Les Billes du Pachinko : le jeu à l’épreuve du réel

 

Le Pachinko est un jeu collectif et solitaire. Les machines sont rangées en longues files ; chacun debout devant son tableau joue pour soi, sans regarder son voisin, que pourtant il coudoie.

 

« Collectif et solitaire », c’est par cette opposition – en apparence paradoxale – que Roland Barthes, dans L’Empire des signes, qualifie le Pachinko – sorte de flipper japonais. C’est sur cette même opposition – en exergue – qu’Elisa Shua Dusapin choisit d’ouvrir Les Billes du Pachinko, son deuxième roman paru fin août aux Éditions Zoé.

Collectif et solitaire, deux termes si éloignés, et pourtant si proches. Maurice Blanchot disait que la solitude n’existe que défaite d’elle-même, exposant le seul au dehors multiple ; Les Billes du Pachinko s’inscrit dans cette réflexion. Claire, la narratrice, est binationale : suisse et coréenne, d’une Corée dont elle ignore tout. Ses grands-parents, résidant au Japon, y sont nés, mais ne la connaissent pas davantage. Ils l’ont fuie lors de la guerre ; ils l’ont oubliée. Claire a pris la décision de les y emmener. Elle se rendra au Japon et s’occupera d’une jeune fille, Mieko, à qui elle apprendra le français, le temps de convaincre ses grands-parents de renouer avec leur passé.

Le récit, qui débute avec l’arrivée de Claire au Japon, sera celui de l’inaccessibilité, du heurt perpétuel du familier contre un étranger multiple, de la dissolution de l’identité dans l’altérité. Elle pensait en maîtriser la langue, en connaître la culture, mais se retrouve face à une double inconnue. Se met alors en place une poétique de l’insaisissable où le proche devient lointain, où le compréhensible devient incompréhensible. L’insaisissable, c’est cette fumée, ce brouillard, ce flou omniprésent. C’est cette « brume qui masque l’horizon », ce sont « les contours de l’appartement, qui s’estompent eux aussi ». L’insaisissable, c’est encore cette petite fenêtre, au pied du mur, qui n’offre qu’un accès restreint au monde : « Tous ces gens dont n’apparaissent que les jambes à travers la fenêtre de ma chambre. Je voudrais voir leur visage. »
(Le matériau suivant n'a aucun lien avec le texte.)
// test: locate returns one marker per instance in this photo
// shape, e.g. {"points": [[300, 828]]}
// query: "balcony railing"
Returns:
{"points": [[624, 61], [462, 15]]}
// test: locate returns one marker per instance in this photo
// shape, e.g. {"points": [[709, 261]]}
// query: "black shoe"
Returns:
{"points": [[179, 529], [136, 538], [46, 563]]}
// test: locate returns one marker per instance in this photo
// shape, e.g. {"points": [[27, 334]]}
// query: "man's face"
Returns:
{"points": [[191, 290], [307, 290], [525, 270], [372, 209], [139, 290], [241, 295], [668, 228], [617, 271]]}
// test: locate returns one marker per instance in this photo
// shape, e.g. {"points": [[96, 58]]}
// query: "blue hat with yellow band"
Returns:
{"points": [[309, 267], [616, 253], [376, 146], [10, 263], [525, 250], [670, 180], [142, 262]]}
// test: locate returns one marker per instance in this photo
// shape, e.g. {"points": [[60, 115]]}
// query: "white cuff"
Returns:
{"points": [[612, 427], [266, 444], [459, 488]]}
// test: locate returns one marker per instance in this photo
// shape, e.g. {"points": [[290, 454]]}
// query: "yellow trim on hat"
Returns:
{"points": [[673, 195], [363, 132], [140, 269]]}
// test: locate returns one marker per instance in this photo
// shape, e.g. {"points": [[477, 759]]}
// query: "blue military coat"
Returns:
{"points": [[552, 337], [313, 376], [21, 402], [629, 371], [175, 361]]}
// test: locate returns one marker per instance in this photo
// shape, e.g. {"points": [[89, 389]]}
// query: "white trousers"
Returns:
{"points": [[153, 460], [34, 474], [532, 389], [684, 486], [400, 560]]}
Au centre de cette poétique se trouve le Pachinko. Présenté comme l’un des éléments essentiels d’une culture exclusivement japonaise, bien qu’inventé par des Coréens à qui l’on refusait l’accès au marché du travail, il centralise et métaphorise un étranger qui apparaît d’emblée paradoxal ; il renverse les valeurs. Tandis que les joueurs sont animalisés, à l’image de cet homme qui « s’accrochait au Pachinko comme une tique à sa bête », les machines sont humanisées et suscitent de la pitié « à les voir cracher leurs billes, inlassablement ».
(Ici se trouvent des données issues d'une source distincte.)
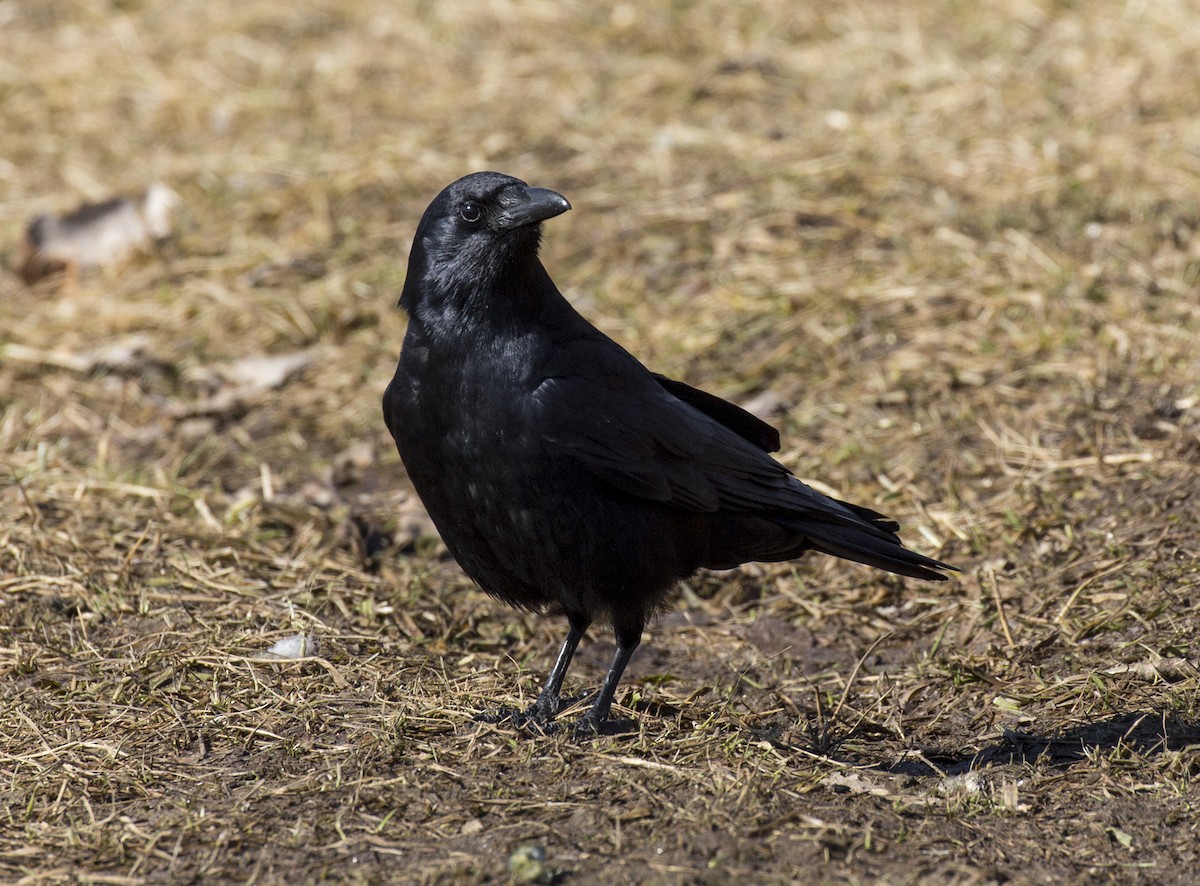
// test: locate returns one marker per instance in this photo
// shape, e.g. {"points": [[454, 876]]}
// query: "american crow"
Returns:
{"points": [[559, 470]]}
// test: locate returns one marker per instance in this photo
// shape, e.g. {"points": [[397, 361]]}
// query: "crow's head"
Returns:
{"points": [[479, 237]]}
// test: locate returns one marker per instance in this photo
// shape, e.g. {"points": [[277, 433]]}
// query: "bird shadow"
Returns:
{"points": [[1141, 732]]}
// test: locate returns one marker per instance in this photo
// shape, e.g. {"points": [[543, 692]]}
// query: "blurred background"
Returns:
{"points": [[948, 247]]}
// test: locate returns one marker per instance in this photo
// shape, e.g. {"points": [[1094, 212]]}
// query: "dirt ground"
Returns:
{"points": [[949, 249]]}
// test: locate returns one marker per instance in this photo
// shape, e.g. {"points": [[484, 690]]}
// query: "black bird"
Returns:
{"points": [[558, 470]]}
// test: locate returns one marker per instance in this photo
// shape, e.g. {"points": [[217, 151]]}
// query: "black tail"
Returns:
{"points": [[874, 543]]}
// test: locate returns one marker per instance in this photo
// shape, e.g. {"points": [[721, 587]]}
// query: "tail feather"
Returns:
{"points": [[882, 551]]}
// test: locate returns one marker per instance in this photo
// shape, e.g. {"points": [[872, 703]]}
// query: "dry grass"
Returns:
{"points": [[957, 244]]}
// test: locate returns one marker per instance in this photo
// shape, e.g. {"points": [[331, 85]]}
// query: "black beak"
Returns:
{"points": [[538, 205]]}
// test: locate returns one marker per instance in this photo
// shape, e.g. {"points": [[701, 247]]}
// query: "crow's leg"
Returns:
{"points": [[628, 639], [549, 701]]}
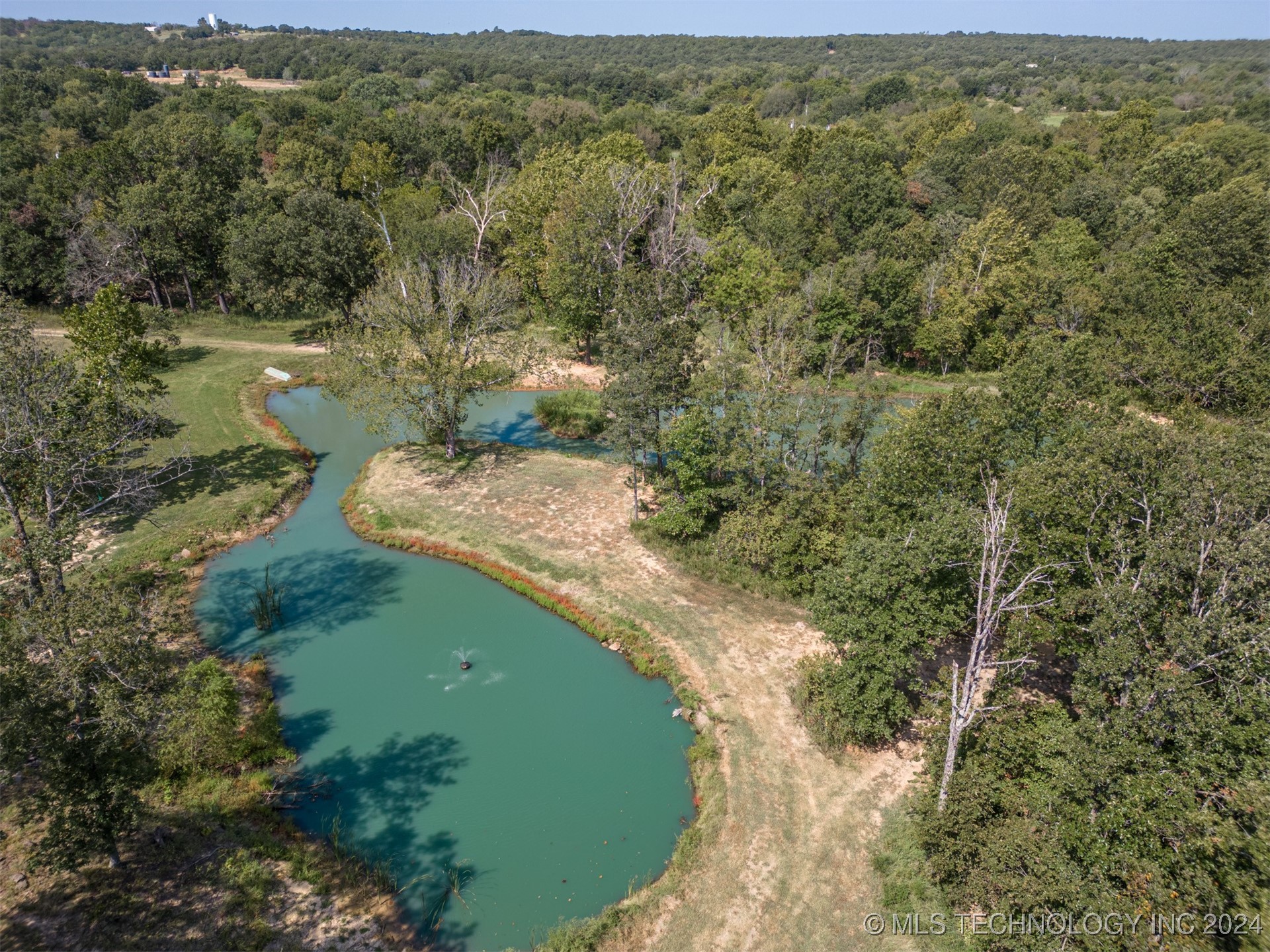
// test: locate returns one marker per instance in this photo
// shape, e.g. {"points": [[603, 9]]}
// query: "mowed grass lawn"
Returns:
{"points": [[240, 471]]}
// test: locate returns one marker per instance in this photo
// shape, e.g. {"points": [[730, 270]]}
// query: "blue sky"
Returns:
{"points": [[1154, 19]]}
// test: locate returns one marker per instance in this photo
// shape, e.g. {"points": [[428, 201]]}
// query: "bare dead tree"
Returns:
{"points": [[482, 205], [995, 600], [98, 254], [638, 192]]}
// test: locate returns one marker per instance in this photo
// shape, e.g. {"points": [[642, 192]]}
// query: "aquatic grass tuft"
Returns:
{"points": [[573, 414], [456, 883], [267, 606]]}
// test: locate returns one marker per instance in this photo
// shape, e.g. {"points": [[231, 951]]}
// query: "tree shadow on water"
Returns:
{"points": [[321, 592], [302, 731], [376, 803], [521, 429]]}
Alors que Roland Barthes faisait du Pachinko la rencontre du collectif et du solitaire, Elisa Shua Dusapin exploite son impénétrabilité pour faire du jeu – au sens large – le point de friction entre l’étranger et le familier. Au Pachinko, signe incompréhensible, elle oppose toute une collection de jeux – omniprésents – dont le rôle sera de donner du sens à une réalité qui n’en a que trop peu. Le Tetris qu’elle a sur son téléphone aide Claire à rationnaliser une façon inhabituelle d’aménager l’espace. Le Monopoly, édition suisse, a permis à sa mère de « donner une idée à ses parents du pays dans lequel nous vivons ». Les Playmobil enfin permettent à sa grand-mère de se projeter ailleurs, d’échapper à sa vie, de se constituer – peut-être – un pays habitable.

C’est donc ça, Les Billes du Pachinko. Un jeu de cent quarante pages. Un jeu pour dissiper le brouillard. Un jeu pour ouvrir la fenêtre, y passer sa tête et voir le monde. Un jeu où les hommes – inaccessibles et incompréhensibles – se transforment en figurines, en poupées miniatures avec lesquelles il est possible d’interagir. Le Japon voilé, masqué, figuré, en devient moins effrayant, plus conciliant. Mais l’étranger, quoi qu’on en dise, quoi qu’on en fasse, reste l’étranger. Sous le tissu d’apparences que Claire confectionne et raccommode en permanence demeure ce puissant noyau de réel, dur, sombre, inaltérable : le Pachinko. « Je voulais t’apporter des billes du Pachinko. Mais elles sont lourdes. Sales. Crois-moi, ça ne vaut pas le coup. Je te jure. Ce ne sont pas des billes comme tu crois. Ce ne sont pas des jouets. »

 

Elisa Shua Dusapin, Les Billes du Pachinko, 2018, Éditions Zoé, 140 p., 22 CHF.